Assam Caper is a shrub 2-3 m tall. Flowers are borne
at branch-ends or nearly so, in racemes, 1- or 2-fascicled, 10-25 cm,
15-30-flowered, carried on flower-cluster-stalk about 1 cm, base
covered by dense subulate bracts; densely rusty velvet-hairy.

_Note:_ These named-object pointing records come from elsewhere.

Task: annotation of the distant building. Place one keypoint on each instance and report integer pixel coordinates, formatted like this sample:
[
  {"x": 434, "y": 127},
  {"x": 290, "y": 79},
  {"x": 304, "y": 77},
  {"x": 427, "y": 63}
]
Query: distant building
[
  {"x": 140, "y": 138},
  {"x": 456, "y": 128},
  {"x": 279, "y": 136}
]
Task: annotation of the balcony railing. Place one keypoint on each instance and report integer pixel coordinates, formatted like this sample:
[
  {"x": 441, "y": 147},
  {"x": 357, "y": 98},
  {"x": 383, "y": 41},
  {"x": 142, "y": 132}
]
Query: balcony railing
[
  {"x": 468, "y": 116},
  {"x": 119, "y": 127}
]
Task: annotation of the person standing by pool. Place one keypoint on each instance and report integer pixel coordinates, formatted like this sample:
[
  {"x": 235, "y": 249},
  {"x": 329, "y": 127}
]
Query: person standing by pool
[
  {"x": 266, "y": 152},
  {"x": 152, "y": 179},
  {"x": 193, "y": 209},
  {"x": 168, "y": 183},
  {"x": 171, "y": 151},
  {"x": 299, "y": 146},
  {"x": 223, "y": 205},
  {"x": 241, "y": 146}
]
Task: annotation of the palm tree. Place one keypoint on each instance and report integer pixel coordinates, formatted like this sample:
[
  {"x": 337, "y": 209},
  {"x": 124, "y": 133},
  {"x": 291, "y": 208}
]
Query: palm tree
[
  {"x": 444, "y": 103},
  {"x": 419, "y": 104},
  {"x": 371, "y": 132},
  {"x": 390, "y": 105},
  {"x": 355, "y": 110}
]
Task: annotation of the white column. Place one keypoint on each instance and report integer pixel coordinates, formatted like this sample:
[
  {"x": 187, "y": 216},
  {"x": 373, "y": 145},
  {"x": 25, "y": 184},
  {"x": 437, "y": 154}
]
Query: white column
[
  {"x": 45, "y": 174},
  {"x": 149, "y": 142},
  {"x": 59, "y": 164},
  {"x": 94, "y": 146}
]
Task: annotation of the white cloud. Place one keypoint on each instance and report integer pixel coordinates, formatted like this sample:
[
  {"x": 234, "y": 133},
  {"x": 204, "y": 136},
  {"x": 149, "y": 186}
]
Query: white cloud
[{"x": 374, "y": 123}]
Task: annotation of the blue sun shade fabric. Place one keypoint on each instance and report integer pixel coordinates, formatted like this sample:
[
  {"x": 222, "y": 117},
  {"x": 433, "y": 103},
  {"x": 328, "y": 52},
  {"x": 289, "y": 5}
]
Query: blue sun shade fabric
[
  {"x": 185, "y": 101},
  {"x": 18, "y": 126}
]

Flower-stalks are 1-2.5 cm, velvet-hairy like axis; bracts subulate,
1.5-2 mm. Sepals are about 3.5 x 1.5-2 mm, outside sparsely shortly
velvet-hairy; sepals of outer whorl ovate, inside concave to
boat-shaped; sepals of inner whorl elliptic. Petals are white, 3-4 x
1.5-2 mm; anterior 2 petals elliptic, slightly smaller, posterior 2
petals ovate, slightly larger. Stamens are 12-18, with filaments 5-6
mm; anthers about 1.2 mm. Twigs are tan-colored when dry, hairless or
new branches, with cataphylls at base, without stipular spines or
sometimes with rising up about 1 mm spines. Leaf-stalks are 5-8 mm,
stout, axil often with subulate bracts on sterile twigs; leaf blade
oblong to oblong-lanceshaped, 12-26 x 3.5-8.5 cm, somewhat leathery,
secondary veins 10-12 on each side. Fruit is red, spherical, 6-9 mm in
diameter. Assam Caper is found in valley forests, at altitudes of
500-1200 m, in the Himalayas, from NE India to China. Flowering:
March-April.
Identification credit: Ritesh Kumar Choudhary
Photographed in Pasighat, East-Siang distt, Arunachal Pradesh.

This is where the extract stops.